There are few things that politicians love to do more than play games with words, especially when it comes to government spending.
Voting largely along party lines, the House recently passed its first appropriations bill for the next fiscal year. House Democrats, as well as Veterans Affairs Secretary Bob McDonald and some veterans groups, opposed the bill, claiming it wouldn’t cover veterans’ medical needs and construction projects that could give veterans better access to care. President Barack Obama has threatened to veto the measure.
Prior to the vote, House Minority Leader Nancy Pelosi, D-Calif., warned the bill would slash spending and gut veterans’ care.
“It turns a cold shoulder to our veterans and ignores our crumbling infrastructure,” she said April 30. “The MilCon — military construction veterans bill — that cuts $1.4 billion below President Obama’s budget … and then it cuts $690 million from veterans’ medical care alone, the equivalent of 70,000 fewer veterans receiving VA medical care in one year.”
On the surface, Rep. Pelosi’s words are convincing. After all our veterans have gone through, do we really want to let them down again? Of course not. The trouble is, the congresswoman’s words, as passionate as they may be, are totally inaccurate.

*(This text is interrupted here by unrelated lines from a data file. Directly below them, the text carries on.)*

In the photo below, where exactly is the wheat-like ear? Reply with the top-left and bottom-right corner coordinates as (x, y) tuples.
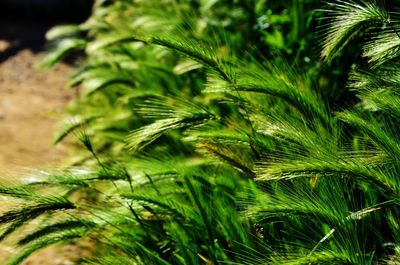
(322, 0), (389, 62)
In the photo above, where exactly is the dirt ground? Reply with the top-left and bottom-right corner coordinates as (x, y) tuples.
(0, 10), (84, 265)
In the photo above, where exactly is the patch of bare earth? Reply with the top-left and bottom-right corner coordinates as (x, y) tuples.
(0, 43), (87, 265)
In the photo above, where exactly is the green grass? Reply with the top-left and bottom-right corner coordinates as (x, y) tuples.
(0, 0), (400, 265)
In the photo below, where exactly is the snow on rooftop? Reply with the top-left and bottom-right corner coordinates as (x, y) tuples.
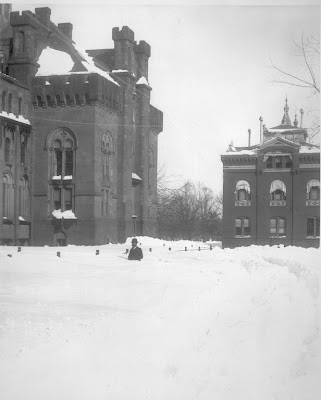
(36, 44), (119, 86)
(136, 76), (149, 86)
(299, 146), (320, 153)
(222, 147), (256, 156)
(74, 43), (120, 86)
(0, 111), (30, 125)
(52, 209), (77, 219)
(132, 172), (142, 181)
(36, 47), (74, 76)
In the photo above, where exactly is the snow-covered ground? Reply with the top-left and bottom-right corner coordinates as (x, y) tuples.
(0, 238), (321, 400)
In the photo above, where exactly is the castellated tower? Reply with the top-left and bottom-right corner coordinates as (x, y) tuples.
(0, 7), (163, 245)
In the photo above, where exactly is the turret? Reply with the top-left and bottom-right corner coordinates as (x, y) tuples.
(135, 40), (150, 81)
(112, 26), (136, 73)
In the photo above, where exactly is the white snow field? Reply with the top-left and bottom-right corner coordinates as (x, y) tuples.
(0, 238), (321, 400)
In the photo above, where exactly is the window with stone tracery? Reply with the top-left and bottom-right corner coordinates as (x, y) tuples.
(101, 132), (114, 181)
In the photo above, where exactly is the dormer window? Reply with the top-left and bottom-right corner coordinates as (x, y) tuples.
(270, 180), (286, 206)
(235, 180), (251, 206)
(306, 179), (320, 206)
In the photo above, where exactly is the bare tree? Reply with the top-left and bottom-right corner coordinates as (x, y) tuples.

According to The Washington Post’s “Fact Checker” column, Rep. Pelosi’s characterization of the funding in the House bill as a “cut” is just plain wrong. The Post points out that the president’s budget proposal is just that: a proposal. And while the House bill provides less than what the president and the VA proposed — and what many veterans groups wanted — the bill actually increased the VA’s total budget and discretionary spending over fiscal 2015 levels. It would be the VA’s biggest budget ever — total funding has grown by nearly 73 percent since 2009.

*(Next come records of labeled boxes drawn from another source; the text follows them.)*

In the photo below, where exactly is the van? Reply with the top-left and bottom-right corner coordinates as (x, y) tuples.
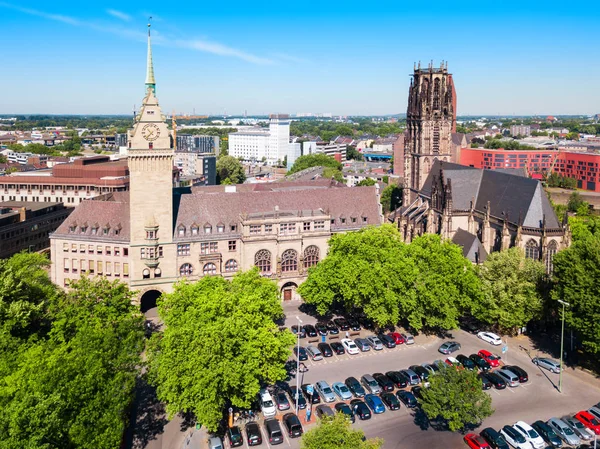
(259, 389), (277, 418)
(265, 419), (283, 445)
(496, 369), (519, 387)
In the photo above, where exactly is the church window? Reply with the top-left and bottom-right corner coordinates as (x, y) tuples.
(202, 262), (217, 276)
(304, 245), (319, 268)
(525, 239), (540, 260)
(179, 263), (194, 276)
(281, 249), (298, 272)
(254, 249), (271, 274)
(225, 259), (237, 273)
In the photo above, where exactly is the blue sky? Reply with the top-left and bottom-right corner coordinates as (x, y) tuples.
(0, 0), (600, 115)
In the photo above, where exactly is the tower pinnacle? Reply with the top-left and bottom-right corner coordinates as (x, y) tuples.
(146, 17), (156, 93)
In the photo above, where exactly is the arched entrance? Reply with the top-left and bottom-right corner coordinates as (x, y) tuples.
(281, 282), (298, 301)
(140, 290), (162, 318)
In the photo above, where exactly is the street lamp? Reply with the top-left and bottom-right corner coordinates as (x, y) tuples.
(295, 316), (302, 415)
(558, 299), (571, 393)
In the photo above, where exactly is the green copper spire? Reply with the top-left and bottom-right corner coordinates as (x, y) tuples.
(146, 17), (156, 93)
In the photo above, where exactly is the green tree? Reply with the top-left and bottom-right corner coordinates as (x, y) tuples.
(288, 154), (342, 175)
(419, 367), (494, 432)
(217, 156), (246, 184)
(300, 413), (383, 449)
(472, 247), (546, 333)
(149, 268), (294, 431)
(356, 178), (377, 187)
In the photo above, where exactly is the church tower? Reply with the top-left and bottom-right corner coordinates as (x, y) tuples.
(404, 62), (456, 206)
(128, 24), (175, 286)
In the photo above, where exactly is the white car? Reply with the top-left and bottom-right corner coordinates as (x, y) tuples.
(477, 332), (502, 346)
(513, 421), (546, 449)
(342, 338), (360, 355)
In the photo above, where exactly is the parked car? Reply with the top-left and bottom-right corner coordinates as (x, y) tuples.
(360, 374), (382, 394)
(438, 341), (460, 354)
(350, 399), (371, 421)
(367, 335), (383, 351)
(479, 427), (509, 449)
(325, 321), (340, 335)
(315, 380), (335, 402)
(456, 354), (475, 371)
(333, 318), (350, 332)
(546, 418), (581, 446)
(373, 373), (394, 391)
(388, 332), (404, 346)
(344, 377), (365, 398)
(365, 394), (385, 415)
(477, 349), (500, 368)
(504, 365), (529, 384)
(531, 357), (560, 374)
(306, 345), (323, 361)
(246, 421), (262, 446)
(331, 382), (352, 401)
(354, 338), (371, 352)
(342, 338), (360, 355)
(531, 420), (562, 447)
(396, 390), (419, 408)
(329, 341), (346, 355)
(317, 343), (333, 357)
(283, 413), (304, 438)
(225, 426), (244, 447)
(463, 433), (490, 449)
(334, 402), (356, 422)
(483, 372), (506, 390)
(290, 324), (306, 338)
(513, 421), (546, 449)
(304, 324), (317, 338)
(377, 334), (396, 349)
(469, 354), (492, 373)
(500, 426), (531, 449)
(288, 385), (306, 410)
(273, 390), (290, 411)
(477, 332), (502, 346)
(315, 322), (327, 335)
(265, 418), (283, 445)
(315, 404), (335, 418)
(385, 371), (410, 388)
(300, 384), (321, 404)
(379, 391), (400, 410)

The Post says Rep. Pelosi’s claim that 70,000 fewer veterans would have care “is perplexing and clearly an exaggeration.” It says it is difficult to fathom how dialing back bonuses or pay raises would somehow lead to reduced care for veterans, and points out that the VA also has access to more than $14 billion in new funding — money that is separate from the funding in the House bill — that was allotted to help the agency deal with its well-publicized access-to-care issues and wait time scandal. That funding comes from the Veterans Access, Choice and Accountability Act, passed by Congress specifically to help veterans work around the dysfunctional bureaucracy.
Rep. Pelosi isn’t alone in misrepresenting spending, though. We hear this kind of nonsense all the time, at all levels of government: If a spending increase isn’t as big as a proposed spending increase, it’s a cut.
Cut out the cut cries. Reductions in proposed spending aren’t cuts. As The Washington Post points out, the VA has never had more money — and it’s still overrun by incompetence.
And Washington is still plagued by double-talk.